Bell was a dedicated conservationist. In 1938, he provided half the funding for a new natural history museum at the University of Minnesota, working with his friend, and fellow Quaker, Dr. Thomas Sadler Roberts, a physician, who had also served as director of the museum. In 1966, the museum was named for him, becoming the James Ford Bell Museum of Natural History, known today as the Bell Museum.

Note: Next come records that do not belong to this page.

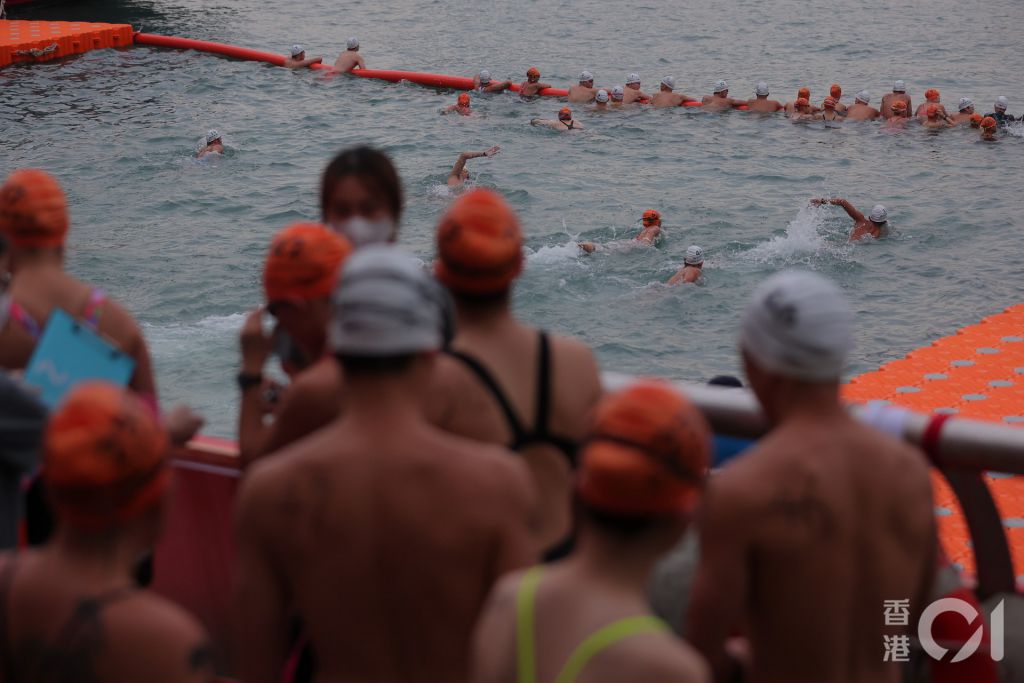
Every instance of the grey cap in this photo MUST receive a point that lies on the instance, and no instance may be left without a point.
(385, 304)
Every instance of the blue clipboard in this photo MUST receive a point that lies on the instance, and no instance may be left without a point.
(70, 352)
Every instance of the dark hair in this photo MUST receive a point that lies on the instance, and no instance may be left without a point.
(372, 167)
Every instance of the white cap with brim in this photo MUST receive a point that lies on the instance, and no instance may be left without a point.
(386, 304)
(799, 326)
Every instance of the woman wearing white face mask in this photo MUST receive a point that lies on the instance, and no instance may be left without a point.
(360, 197)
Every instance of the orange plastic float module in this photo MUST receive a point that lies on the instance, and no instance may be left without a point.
(977, 373)
(41, 41)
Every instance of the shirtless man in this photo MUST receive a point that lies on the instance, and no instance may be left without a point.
(532, 86)
(667, 96)
(761, 102)
(564, 123)
(861, 110)
(639, 483)
(805, 536)
(692, 266)
(502, 375)
(381, 532)
(71, 608)
(459, 175)
(721, 99)
(897, 95)
(584, 91)
(350, 58)
(483, 83)
(298, 58)
(633, 94)
(873, 224)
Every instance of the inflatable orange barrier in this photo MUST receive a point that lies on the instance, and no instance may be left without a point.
(42, 41)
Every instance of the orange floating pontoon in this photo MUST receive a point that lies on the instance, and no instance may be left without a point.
(41, 41)
(978, 373)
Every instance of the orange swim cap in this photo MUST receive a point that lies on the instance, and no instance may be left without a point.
(33, 209)
(303, 262)
(647, 453)
(103, 458)
(479, 246)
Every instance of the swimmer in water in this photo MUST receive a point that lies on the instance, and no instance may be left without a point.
(875, 224)
(692, 266)
(459, 175)
(822, 516)
(583, 92)
(633, 94)
(761, 103)
(350, 58)
(462, 107)
(298, 58)
(668, 96)
(897, 95)
(564, 123)
(721, 100)
(213, 144)
(861, 109)
(483, 83)
(532, 86)
(588, 617)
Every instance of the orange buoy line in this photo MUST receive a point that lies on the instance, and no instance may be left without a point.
(977, 373)
(42, 41)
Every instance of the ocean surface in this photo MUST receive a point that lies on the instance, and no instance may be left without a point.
(181, 242)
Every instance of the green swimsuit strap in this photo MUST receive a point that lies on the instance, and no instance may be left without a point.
(606, 637)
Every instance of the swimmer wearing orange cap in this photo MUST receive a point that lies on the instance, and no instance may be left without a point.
(34, 217)
(107, 475)
(641, 478)
(532, 85)
(564, 123)
(459, 175)
(302, 266)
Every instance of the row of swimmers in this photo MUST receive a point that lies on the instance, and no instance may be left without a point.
(432, 451)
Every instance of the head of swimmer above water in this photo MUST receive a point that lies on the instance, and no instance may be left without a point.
(360, 197)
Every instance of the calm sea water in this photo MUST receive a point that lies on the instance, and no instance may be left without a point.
(181, 243)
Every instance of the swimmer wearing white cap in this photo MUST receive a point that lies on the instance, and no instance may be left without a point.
(761, 102)
(482, 82)
(861, 109)
(668, 96)
(721, 100)
(692, 266)
(898, 94)
(872, 224)
(350, 58)
(819, 517)
(298, 58)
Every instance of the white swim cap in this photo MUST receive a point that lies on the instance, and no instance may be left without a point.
(694, 256)
(798, 325)
(385, 304)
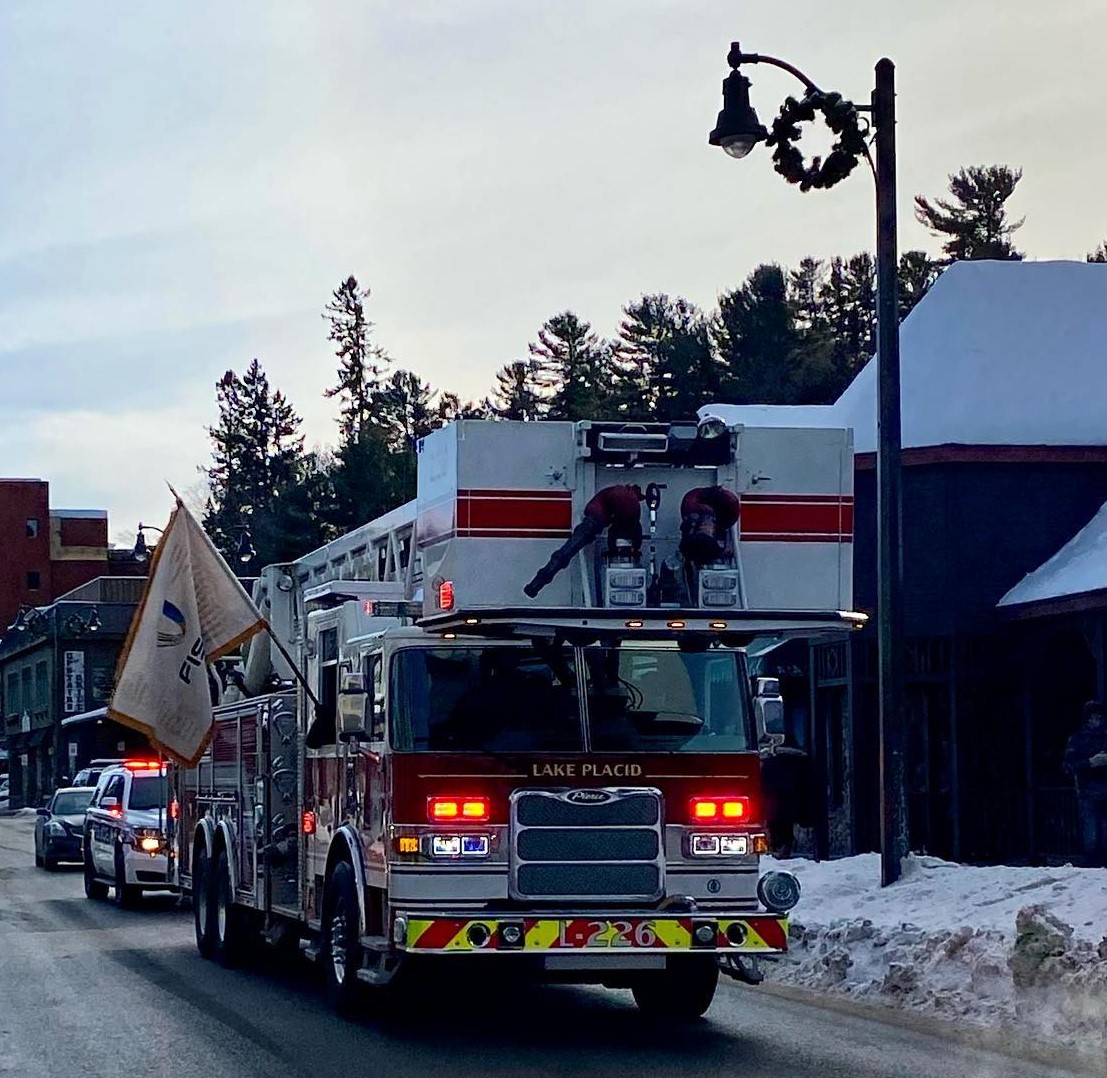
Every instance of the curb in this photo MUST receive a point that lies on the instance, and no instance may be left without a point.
(1000, 1040)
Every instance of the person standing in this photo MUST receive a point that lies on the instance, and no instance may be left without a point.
(1086, 760)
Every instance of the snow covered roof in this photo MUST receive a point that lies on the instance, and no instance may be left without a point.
(996, 353)
(1079, 567)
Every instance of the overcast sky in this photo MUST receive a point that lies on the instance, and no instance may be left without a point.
(183, 185)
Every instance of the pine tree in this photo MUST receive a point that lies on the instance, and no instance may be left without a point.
(361, 363)
(757, 339)
(917, 275)
(575, 365)
(518, 393)
(664, 364)
(974, 218)
(849, 302)
(257, 458)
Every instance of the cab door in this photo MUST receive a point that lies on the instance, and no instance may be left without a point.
(102, 841)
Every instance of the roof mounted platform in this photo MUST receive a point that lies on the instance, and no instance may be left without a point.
(588, 624)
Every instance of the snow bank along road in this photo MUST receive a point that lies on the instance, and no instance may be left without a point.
(89, 990)
(1018, 949)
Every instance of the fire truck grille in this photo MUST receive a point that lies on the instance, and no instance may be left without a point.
(587, 845)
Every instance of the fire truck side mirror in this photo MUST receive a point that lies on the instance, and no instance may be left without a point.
(768, 707)
(352, 704)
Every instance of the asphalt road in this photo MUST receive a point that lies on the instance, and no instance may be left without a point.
(90, 990)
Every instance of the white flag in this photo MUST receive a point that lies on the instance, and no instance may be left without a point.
(193, 611)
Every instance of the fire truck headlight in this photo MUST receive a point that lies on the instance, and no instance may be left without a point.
(778, 891)
(704, 934)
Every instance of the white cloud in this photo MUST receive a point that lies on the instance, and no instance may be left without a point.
(182, 194)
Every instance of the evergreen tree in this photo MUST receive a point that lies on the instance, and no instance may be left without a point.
(848, 297)
(518, 393)
(756, 337)
(257, 458)
(361, 362)
(917, 273)
(575, 368)
(664, 364)
(974, 219)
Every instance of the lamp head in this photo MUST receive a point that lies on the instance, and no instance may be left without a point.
(737, 128)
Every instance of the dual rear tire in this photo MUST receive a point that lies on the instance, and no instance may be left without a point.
(342, 953)
(682, 992)
(221, 929)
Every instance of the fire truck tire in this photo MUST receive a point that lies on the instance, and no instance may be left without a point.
(93, 889)
(341, 952)
(203, 920)
(230, 930)
(682, 992)
(126, 894)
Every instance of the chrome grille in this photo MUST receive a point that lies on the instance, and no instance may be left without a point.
(587, 845)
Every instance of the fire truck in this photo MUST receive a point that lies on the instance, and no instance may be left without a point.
(523, 727)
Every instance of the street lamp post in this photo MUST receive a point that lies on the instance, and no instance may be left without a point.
(737, 131)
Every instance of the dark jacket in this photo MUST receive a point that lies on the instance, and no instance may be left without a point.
(1090, 781)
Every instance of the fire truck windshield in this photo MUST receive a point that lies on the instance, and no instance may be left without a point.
(489, 698)
(507, 698)
(643, 700)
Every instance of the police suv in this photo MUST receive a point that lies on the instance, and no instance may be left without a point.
(126, 828)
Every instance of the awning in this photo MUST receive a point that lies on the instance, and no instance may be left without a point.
(94, 716)
(1074, 579)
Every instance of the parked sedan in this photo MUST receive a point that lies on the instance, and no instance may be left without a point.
(59, 831)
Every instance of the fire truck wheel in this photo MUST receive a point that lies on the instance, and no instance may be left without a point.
(93, 889)
(680, 993)
(229, 925)
(341, 950)
(202, 903)
(126, 894)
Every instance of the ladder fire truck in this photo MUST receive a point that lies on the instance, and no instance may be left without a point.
(527, 733)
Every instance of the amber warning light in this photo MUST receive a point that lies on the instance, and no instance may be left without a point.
(718, 809)
(457, 809)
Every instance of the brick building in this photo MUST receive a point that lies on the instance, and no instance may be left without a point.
(48, 552)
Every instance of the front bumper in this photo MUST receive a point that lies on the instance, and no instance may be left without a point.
(145, 870)
(62, 848)
(597, 935)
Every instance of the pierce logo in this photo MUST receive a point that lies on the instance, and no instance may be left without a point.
(588, 797)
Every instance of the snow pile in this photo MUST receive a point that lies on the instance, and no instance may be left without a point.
(1024, 947)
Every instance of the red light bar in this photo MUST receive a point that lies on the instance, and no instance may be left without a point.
(464, 809)
(727, 809)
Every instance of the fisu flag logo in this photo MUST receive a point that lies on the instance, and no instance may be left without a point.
(173, 628)
(193, 611)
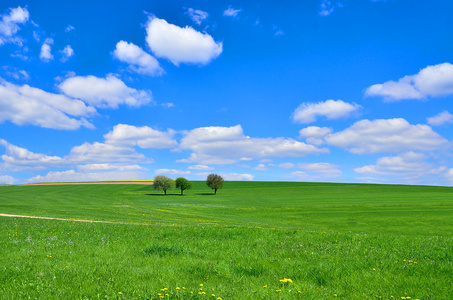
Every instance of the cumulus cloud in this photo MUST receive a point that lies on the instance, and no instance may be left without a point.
(201, 168)
(198, 16)
(109, 167)
(315, 135)
(171, 172)
(66, 53)
(181, 45)
(144, 137)
(315, 171)
(441, 119)
(326, 8)
(286, 165)
(226, 145)
(260, 167)
(409, 168)
(231, 12)
(26, 105)
(72, 175)
(331, 109)
(432, 81)
(46, 50)
(104, 92)
(103, 153)
(9, 25)
(6, 179)
(139, 61)
(18, 158)
(386, 136)
(69, 28)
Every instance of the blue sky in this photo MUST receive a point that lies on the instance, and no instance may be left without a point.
(316, 90)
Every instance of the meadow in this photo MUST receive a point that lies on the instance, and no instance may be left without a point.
(253, 240)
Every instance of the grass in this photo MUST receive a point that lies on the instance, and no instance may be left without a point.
(334, 241)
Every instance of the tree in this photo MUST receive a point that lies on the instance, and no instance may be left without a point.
(215, 182)
(164, 183)
(183, 184)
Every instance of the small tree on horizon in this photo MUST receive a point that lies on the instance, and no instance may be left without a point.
(164, 183)
(183, 184)
(215, 182)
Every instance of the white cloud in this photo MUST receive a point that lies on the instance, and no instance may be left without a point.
(237, 177)
(432, 81)
(67, 52)
(18, 158)
(139, 61)
(226, 145)
(287, 165)
(331, 109)
(104, 92)
(46, 50)
(25, 105)
(260, 167)
(171, 172)
(201, 168)
(9, 25)
(144, 137)
(89, 153)
(6, 179)
(198, 16)
(110, 166)
(409, 168)
(326, 8)
(181, 45)
(231, 12)
(72, 175)
(314, 135)
(386, 136)
(69, 28)
(441, 119)
(315, 171)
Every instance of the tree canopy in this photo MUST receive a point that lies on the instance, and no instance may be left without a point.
(162, 182)
(215, 182)
(183, 184)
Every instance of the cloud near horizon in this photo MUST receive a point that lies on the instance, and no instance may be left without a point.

A lifelong hunter, Bell was very interested in waterfowl biology and the importance of habitat in supporting healthy populations of ducks, geese and other marshland species. He collaborated with Aldo Leopold on his desire to create an organization dedicated to better understanding of waterfowl biology. Leopold recommended one of his graduate students, H. Albert Hochbaum, to lead the research effort. Bell was the founder of the Delta Waterfowl Foundation, which continues to support research into waterfowl biology.

==General Mills==
Bell founded General Mills in 1928 to consolidate many regional grain milling concerns and was instrumental in the company's move into the breakfast cereal business with the introduction of Wheaties. The company's research campus is named The James Ford Bell Technical Center, in his honor.